Just over a week ago, Gov. John Hickenlooper announced that four Colorado school districts would take part in a pilot program to test the benefits of longer school days.
While Hickenlooper would likely find a cool reception to this idea among most students, a body of research suggests increased class time correlates with significant gains in academic performance.
Montezuma-Cortez Re-1 was not among the guinea pig districts chosen; that distinction went to districts in Denver, Boulder, Jefferson County and Adams County. Each will add at least 300 hours of learning time to the calendar year, according to the Associated Press.
Lauding the program as "exactly what America needs," Re-1 Superintendent Alex Carter was crestfallen to be omitted. In particular, he was frustrated districts were not given the opportunity to make a case for inclusion.
Carter heard about the program the morning of Monday, Dec. 3, the day it was first publicized in the media. He immediately dialed the state's deputy commissioner of education.
"I asked him 'whose stoop do I need to pitch my tent on to take part in this?' I wanted to throw our hat in the ring. It was a little devastating to find the selections were already made and it was a done deal," Carter said.
While stating he was glad the four Front Range districts will get to experiment, Carter questioned the wisdom of giving more hours to larger districts with greater resources.
"Those kids (up there) need more time, too. I'm not about building us up while knocking others down. But who is in most need?" he asked.
Montezuma-Cortez RE-1 currently holds class for 164 days per academic year (162 for elementary schools), the lowest threshold permitted by state law. For comparison, Durango School District 9R has 175 school days, a district where Carter previously worked in Virginia had 184, and Japanese schools are in session for more than 200 days. By the time Cortez students take their first standardized tests in third grade, Carter said, "Durango kids have 48 more days of learning time under their belts."
As ever, the reason is financial.
"It's a sheer function of cost," Carter said. "Telluride has $9,600 to spend per student (annually). In Cortez, we have $6,112. Class time is expensive because teachers need to be compensated for their hours."
Besides Colorado, the pilot program - called "Time Collaborative" - also is enlisting schools in Connecticut, New York, Massachusetts and Tennessee. All together almost 20,000 students in 40 schools will participate over three years.
The program is partially funded by the National Center on Time & Learning, a nonprofit that promotes more face-to-face teacher-student interaction.
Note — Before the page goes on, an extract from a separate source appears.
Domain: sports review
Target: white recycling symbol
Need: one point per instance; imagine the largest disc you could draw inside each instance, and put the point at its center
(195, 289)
In an April 2012 report, David Farbman, senior researcher for NCTL, expounded on the benefits of more class time, which he called an "equalizer" to closing the so-called achievement gap between students from rich and poor families.
"Because schoolchildren from high-poverty backgrounds typically enter school behind their more affluent peers academically and continue to lag behind as they age, and because these students often lack meaningful learning opportunities outside school," he writes, "the...benefits of additional time within school hold special weight for them."
He also writes that in a four-state survey, only 48 percent of teachers believed they had sufficient time to cover their curriculum.
According to NCTL's website, more class hours allow students to examine and comprehend topics in greater depth, engage in hands-on projects and small group discussion, connect concepts across subjects, hear difficult material a second time and have their questioned answered.
In addition, NCTL notes that science, social studies, music, art and physical education classes are the first ones cut - if class time is in short supply - to give priority to tested subjects like math and reading.